A very useful piece of advice reminds us of St. John Paul II. He says: “Listening and meditation are nourished by silence. It is good that, after the mystery has been proclaimed and the Word proclaimed, we should wait a few moments before beginning the vocal prayer, in order to fix our attention on the mystery meditated upon. Rediscovering the value of silence is one of the secrets to the practice of contemplation and meditation. In these times when noise invades everything and haste prevents us from pausing before reality to enjoy it in sips, the Rosary offers a haven of serenity and silence to refine the soul. Each decade is separated by those moments of silence that allow us to enter into the scenes of the Gospel as if we were just another character, as St. Josemaría Escrivá liked to say, so that the memory of Christ’s life becomes present to us and illuminates our existence.

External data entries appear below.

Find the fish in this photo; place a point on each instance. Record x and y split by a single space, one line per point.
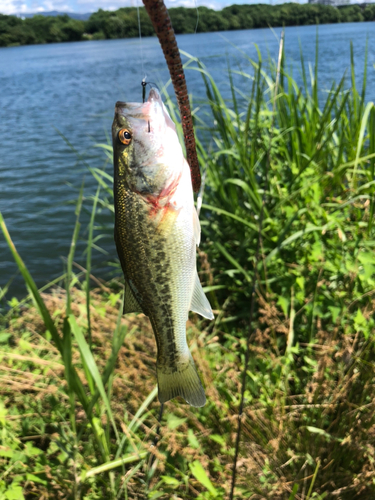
156 233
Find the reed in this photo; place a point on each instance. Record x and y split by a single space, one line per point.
305 160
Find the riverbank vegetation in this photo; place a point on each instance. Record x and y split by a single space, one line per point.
123 23
78 418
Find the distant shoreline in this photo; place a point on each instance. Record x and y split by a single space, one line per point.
123 23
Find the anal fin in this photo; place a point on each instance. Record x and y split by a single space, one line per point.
199 302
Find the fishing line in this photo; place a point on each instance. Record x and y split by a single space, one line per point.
255 279
196 26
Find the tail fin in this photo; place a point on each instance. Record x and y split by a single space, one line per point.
185 383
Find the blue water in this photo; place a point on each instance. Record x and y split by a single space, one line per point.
57 100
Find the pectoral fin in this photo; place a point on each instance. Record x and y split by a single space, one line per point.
131 304
199 302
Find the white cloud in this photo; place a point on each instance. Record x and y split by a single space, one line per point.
26 6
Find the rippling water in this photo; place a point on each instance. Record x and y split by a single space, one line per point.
69 90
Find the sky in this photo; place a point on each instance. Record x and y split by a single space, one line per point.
83 6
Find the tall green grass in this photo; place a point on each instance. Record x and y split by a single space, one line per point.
290 171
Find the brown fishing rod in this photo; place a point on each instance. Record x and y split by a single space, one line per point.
161 21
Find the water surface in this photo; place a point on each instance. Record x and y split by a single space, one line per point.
57 100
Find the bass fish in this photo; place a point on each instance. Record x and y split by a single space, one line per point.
156 233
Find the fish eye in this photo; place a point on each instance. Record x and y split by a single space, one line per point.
124 136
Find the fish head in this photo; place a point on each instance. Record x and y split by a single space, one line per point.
147 152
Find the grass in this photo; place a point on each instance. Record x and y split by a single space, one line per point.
79 414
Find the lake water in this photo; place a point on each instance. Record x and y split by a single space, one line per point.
50 91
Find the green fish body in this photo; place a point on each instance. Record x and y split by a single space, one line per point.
156 233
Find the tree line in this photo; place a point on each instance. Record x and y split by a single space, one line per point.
123 23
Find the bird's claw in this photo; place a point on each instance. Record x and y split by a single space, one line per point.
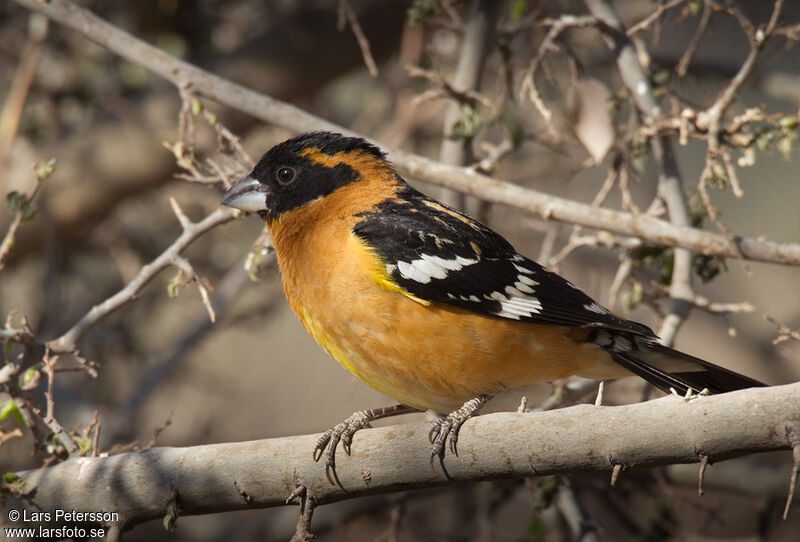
339 434
444 431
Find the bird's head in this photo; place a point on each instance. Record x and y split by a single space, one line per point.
305 169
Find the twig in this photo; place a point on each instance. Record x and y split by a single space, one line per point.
501 445
348 16
464 179
657 13
691 48
701 473
43 171
784 332
476 44
49 418
20 85
557 27
793 436
582 526
191 232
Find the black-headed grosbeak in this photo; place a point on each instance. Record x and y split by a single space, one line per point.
424 303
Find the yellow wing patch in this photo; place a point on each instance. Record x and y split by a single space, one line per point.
375 268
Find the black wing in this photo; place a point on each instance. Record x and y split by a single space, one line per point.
438 254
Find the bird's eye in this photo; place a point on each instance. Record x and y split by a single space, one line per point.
285 175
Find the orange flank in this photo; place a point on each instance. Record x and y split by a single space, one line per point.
382 334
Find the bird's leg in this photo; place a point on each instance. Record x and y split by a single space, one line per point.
344 432
450 425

That is why praying the Rosary is not a prayer of the “little prayer” (an expression we used to say at school when we repeated lessons without understanding them). On the contrary, “the Rosary, with its specific character, belongs to this varied panorama of ‘unceasing’ prayer, and if the Liturgy, the action of Christ and of the Church, is salvific action par excellence, the Rosary, as meditation on Christ with Mary, is salutary contemplation. Indeed, by penetrating, from mystery to mystery, into the life of the Redeemer, it ensures that what He accomplished and what the Liturgy actualises is deeply assimilated and forges one’s own existence”. Each Hail Mary is unceasing prayer, a practical way of living that “praying without ceasing” recommended by St. Paul. It is petition, Thanksgiving, veneration, in such a way that it leads us to pay attention to what we say, how we say it and to whom we say it, as St. Teresa of Jesus recommended.

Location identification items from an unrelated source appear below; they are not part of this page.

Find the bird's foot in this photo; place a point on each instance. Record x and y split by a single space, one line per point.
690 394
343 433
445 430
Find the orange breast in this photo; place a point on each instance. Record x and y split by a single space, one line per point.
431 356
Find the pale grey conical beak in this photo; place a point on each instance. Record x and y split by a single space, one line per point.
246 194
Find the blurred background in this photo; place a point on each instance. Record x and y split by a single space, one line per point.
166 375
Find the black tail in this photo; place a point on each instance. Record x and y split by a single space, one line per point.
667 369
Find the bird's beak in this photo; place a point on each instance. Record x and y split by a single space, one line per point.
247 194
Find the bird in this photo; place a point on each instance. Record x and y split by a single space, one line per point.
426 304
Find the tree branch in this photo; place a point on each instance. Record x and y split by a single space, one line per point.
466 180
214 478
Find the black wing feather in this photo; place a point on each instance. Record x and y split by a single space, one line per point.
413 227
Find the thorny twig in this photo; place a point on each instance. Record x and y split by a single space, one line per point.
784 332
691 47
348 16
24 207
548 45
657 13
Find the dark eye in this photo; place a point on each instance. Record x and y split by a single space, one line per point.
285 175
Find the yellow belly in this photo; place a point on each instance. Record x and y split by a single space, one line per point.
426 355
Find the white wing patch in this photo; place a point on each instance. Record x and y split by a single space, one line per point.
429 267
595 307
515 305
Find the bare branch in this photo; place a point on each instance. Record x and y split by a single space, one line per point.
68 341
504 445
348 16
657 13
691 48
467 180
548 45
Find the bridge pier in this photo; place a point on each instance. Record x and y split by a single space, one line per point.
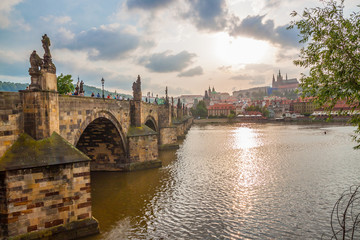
44 178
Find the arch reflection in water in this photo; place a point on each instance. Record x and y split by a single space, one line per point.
233 182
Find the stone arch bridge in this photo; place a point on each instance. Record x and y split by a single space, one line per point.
100 128
45 189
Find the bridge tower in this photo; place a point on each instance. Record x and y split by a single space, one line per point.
135 104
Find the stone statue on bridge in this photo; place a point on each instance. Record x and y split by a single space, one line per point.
47 62
35 62
46 45
137 89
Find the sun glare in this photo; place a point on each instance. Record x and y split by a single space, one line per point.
231 50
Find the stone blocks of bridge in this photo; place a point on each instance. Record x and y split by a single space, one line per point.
11 119
41 113
45 190
42 198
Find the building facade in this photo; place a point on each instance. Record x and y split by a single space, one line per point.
218 110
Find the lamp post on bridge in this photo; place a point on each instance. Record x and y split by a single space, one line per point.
102 83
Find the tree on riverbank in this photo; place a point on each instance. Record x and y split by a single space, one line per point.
200 110
64 84
332 55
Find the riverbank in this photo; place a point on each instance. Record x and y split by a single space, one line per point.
341 121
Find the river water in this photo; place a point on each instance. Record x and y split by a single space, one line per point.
237 181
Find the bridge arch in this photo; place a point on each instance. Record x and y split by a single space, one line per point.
151 123
101 138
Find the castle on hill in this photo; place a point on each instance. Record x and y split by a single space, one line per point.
285 84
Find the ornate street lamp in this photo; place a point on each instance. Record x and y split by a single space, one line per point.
102 83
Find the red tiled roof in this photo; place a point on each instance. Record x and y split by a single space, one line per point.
222 106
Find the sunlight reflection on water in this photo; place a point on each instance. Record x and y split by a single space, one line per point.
241 181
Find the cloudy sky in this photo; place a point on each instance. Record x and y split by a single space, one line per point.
187 45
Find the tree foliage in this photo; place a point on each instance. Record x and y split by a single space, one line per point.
264 111
200 110
332 55
64 84
12 87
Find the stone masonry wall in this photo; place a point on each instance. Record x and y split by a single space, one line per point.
42 198
143 148
164 114
168 135
11 119
76 113
149 109
102 143
41 113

Praying the Rosary, alone, with family, with friends “demands a quiet rhythm and a reflective repose”. It is a grace, knowing that at all times we can turn to Holy Mary and, through her, to the Lord: when joy overwhelms us, when sadness and tribulations tie our hearts in knots, when insomnia comes. To take up the Rosary and to unravel each of its beads is to hold Mary’s hand or to lie on her lap: the same as we did as children with our mother. The Rosary, with its quiet rhythm, helps to calm the soul, which returns to its normal rhythm. The problem or the fright remains, but we are not alone, she is with us.

“Cast thy burden upon the Lord, and He shall sustain thee” (Psalm 55, 23) says the Psalm. We could also say: place your heart in Our Lady’s hands, and she will sustain you.